On the way back it occurred to me that if you’re fogged in and can’t see nearby landmarks — ridges, waterways, mountain peaks, etc. — you’re essentially flying on instruments. Which means if you have instruments — map and compass — you have to actually use them; otherwise you might as well be hiking blindfolded.

Foggy summer mornings are heaven for shutterbugs because we know all the cool cloud formations will show up when the fog burns off.

A representative shot of the Wagon Road trail. It follows a ridge for miles and miles, offering wonderful views of the sprawling, rough terrain. It’s hilly but mild by Coe standards.

White cones of blooms from a tree along the trail.

My favorite snag of the day.

Even the occasional crag decorates the ridge line.

Good weekend for mariposa lilies. Saw a whole bunch of ’em.

OK, Coit Lake at long last. Three guys were camped on the opposite shore and were floating around the lake in inflatable tubes. This seemed to me to be a violation of a fundamental rule of nature: floating without beer. Unthinkable. (Hauling beer for 10 miles over these hills would have one benefit: you’d never live to experience the hangover.)

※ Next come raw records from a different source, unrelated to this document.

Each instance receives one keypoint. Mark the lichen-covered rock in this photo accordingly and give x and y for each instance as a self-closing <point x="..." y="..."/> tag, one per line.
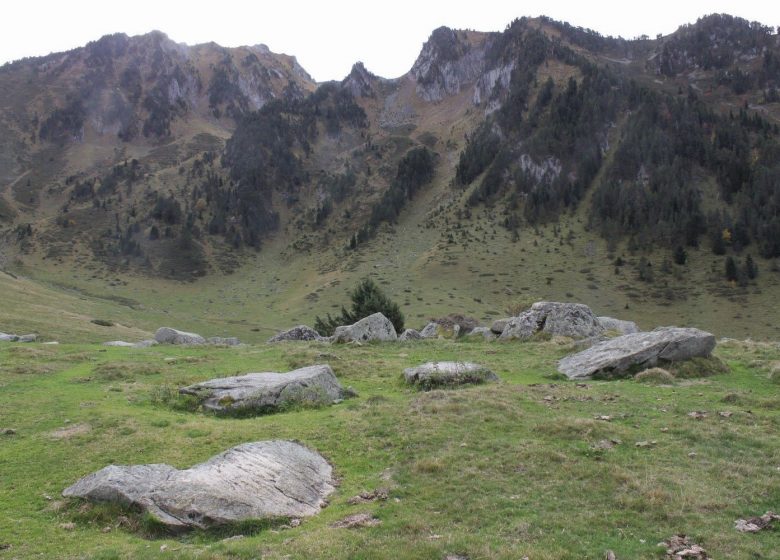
<point x="257" y="480"/>
<point x="268" y="391"/>
<point x="224" y="341"/>
<point x="438" y="374"/>
<point x="628" y="354"/>
<point x="498" y="326"/>
<point x="374" y="327"/>
<point x="618" y="325"/>
<point x="573" y="320"/>
<point x="299" y="332"/>
<point x="410" y="334"/>
<point x="167" y="335"/>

I ended up camping next to a pond down the road from Coit Lake. Almost Waldenesque except for my outbursts of profanity when a certain tent pole refused to do as it was told.

Look, Ma, a Quail!

And a bunny!

And a Deere!

So Sunday morning is much like Saturday: more pea soup. Kelly Lake is back there beyond those old trees.

Happened across this really nice campsite not far from Kelly Lake. I’ll camp there the next time I’m out here. Coit Lake is bigger but Kelly is prettier.

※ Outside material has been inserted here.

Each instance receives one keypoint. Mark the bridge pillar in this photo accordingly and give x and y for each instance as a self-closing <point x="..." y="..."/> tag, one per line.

The trail up from Kelly Lake is mucho steep. Actually, of all the hiking I did over two days, this was the only really nasty stretch, and it doesn’t last long, a mile at most.

More fog-burning-off scenery.

Lots o’ dandelions going to seed around the park this weekend.

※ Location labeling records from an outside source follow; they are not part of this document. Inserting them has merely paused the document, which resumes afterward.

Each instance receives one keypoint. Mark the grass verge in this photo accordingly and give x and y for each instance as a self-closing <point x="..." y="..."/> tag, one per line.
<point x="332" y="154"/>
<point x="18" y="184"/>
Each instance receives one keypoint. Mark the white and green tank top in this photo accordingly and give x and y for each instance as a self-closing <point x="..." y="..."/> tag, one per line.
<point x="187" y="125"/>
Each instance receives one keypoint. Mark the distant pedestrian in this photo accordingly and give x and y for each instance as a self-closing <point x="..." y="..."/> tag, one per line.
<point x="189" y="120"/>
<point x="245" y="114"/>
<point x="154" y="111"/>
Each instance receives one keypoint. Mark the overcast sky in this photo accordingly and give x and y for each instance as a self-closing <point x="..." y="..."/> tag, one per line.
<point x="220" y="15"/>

I headed down the Grizzly Gulch Trail, which is one of the prettiest ones I’ve seen at Coe. It’s a little-used trail, grown over in some places, but it tracks down a gorgeous valley full of trees, wildflowers, streams, occasional rock formations. You could probably camp out here for a week and never see anybody.

But you might see the bobcat. I came up over a rise in the trail and saw the tawny, bobtailed feline leap across the trail into the underbrush. There and gone in one second flat. Couldn’t have been more than 20 yards away — my best bobcat sighting to date.

Deer carcass picked clean by buzzards and others carrion eaters (no wisecracks about members of Congress, OK?). I doubt it’s a mountain lion kill, mainly because I don’t think a lion would leave it out in the middle of a rail.

One of a couple nice ponds along the Grizzly Gulch Trail.

More clouds painting cool pictures.

And if they’re framed by a dead tree, all the better.

So which do you like better, pictures of bucolic countryside….

… or pictures of bucolic countryside with dead-tree branches cleverly inserted into them?

This is the broad meadow looking toward the Hunting Hollow entrance to the park. After 14 miles, I was happy to see any hill I didn’t have to climb. (My feet were even happier.)